4 Indiana Landmarks (2013). Wells County. Indianapolis. Indiana Landmarks. Retrieved from http://indianacourthousesquares.org
5 Carnegie Libraries in Indiana. Hoosier Indiana. Web. Retrieved December 18, 2019.
6 National Register of Historic Places, Wells County Courthouse, Bluffton, Wells County, Indiana, National Register # 79000028.
7 Morgan, Gerald (1979). “The Significance of the Pentangle Symbolism in “Sir Gawain and the Green Knight””. The Modern Language Review. 74 (4). Print.
8 Tyndall, John W. & Orlo, Ervin L. Standard History of Adams and Wells Counties, Indiana. Lewis Publshing Company. Chicago. 1918. Print.
9 Enyart, David. “Wells County” Indiana County Courthouse Histories. ACPL Genealogy Center, 2010-2018. Web.

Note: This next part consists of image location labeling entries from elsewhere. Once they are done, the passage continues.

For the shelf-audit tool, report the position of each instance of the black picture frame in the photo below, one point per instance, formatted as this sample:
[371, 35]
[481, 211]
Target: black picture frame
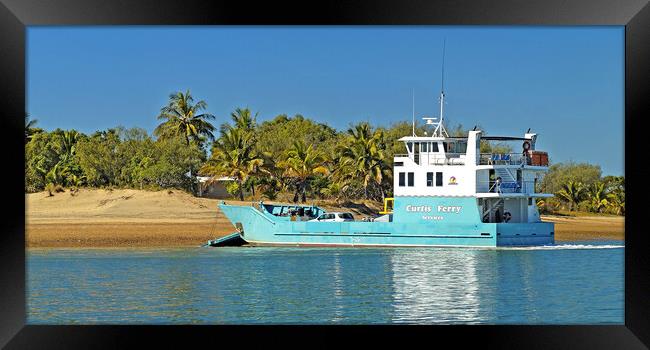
[15, 15]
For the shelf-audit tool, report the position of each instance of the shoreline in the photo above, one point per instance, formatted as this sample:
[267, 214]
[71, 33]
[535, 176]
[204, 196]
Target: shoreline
[168, 219]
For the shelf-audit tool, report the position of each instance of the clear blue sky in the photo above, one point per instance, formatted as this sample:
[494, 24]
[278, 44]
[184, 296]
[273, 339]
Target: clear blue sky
[566, 83]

Retrieved 12/18/19.

Author: tcshideler

When I'm not driving around, drinking fountain pops, and taking photos of county courthouses, I like to perform and record rock music in my band, spend time outdoors fishing and camping, read, and watch pro basketball and hockey.

2 thoughts

  1. I wonder if the planners guessed it would take as long as it did to grow into the courthouse. Some counties have grown faster than others, and I would suspect that Wells County has been one of the ones with a growth curve that is more – relaxed, shall we say.
    I looked it up, they have only one Superior Court in addition to the mandatory Circuit Court. This is kind of interesting to me because we used to have a venue rule in civil cases that allowed an automatic change to a contiguous county if one party requested it. If both sides agreed on a county, that was the choice. If not, the sides would take turns striking from the list of options until there was just one left. The result was that counties contiguous to a large population center got an influx of cases. Being contiguous to Fort Wayne would have boosted the case load in Wells County – unless it was not a popular place with Fort Wayne trial lawyers. Or maybe that is how a small place like Bluffton got a Superior Court in the first place.